Roman Space Telescope to Track Ancient Black Holes via Star-Eating Events
Tidal Disruption Events (TDEs) occur when a supermassive black hole (SMBH) shreds and consumes a passing star, creating a luminous flare that reveals otherwise invisible black holes.
Astrophysicists use TDEs to study low-mass SMBHs (100,000 to 100 million solar masses) to understand their growth and origin throughout cosmic history.
New research published in The Astrophysical Journal models TDE rates, predicting how upcoming missions will provide data on black hole mass functions across cosmic time.
Future Observation Capabilities
Nancy Grace Roman Space Telescope: Expected to detect ~100 TDEs annually. Its High-Latitude Time Domain Survey (HLTDS) will observe ancient, distant regions, providing clean, well-characterized data crucial for testing growth models.
Vera Rubin Observatory (LSST): Projected to find tens of thousands of TDEs annually, though its reach is limited in terms of cosmic distance compared to Roman.
JWST (COSMOS-Web): Will identify TDEs at extremely high redshifts, contributing to the understanding of the earliest stages of the universe.

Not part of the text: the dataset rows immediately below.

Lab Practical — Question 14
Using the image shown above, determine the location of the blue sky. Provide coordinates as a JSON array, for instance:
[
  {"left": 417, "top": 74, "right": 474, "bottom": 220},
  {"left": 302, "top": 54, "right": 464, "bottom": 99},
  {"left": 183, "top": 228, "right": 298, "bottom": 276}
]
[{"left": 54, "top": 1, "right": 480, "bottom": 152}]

Implications for SMBH Growth Theories
TDE observations act as a discriminator between two primary theories for SMBH formation:
Light seeds: Massive stars collapse into stellar-mass black holes that merge and accrete mass over time.
Heavy seeds: Large SMBHs (up to 1 million solar masses) form directly from the collapse of massive gas clouds.
Counting TDEs across different redshifts will allow researchers to constrain mass distribution models, such as empirical mass functions versus hydrodynamical simulations like Illustris TNG.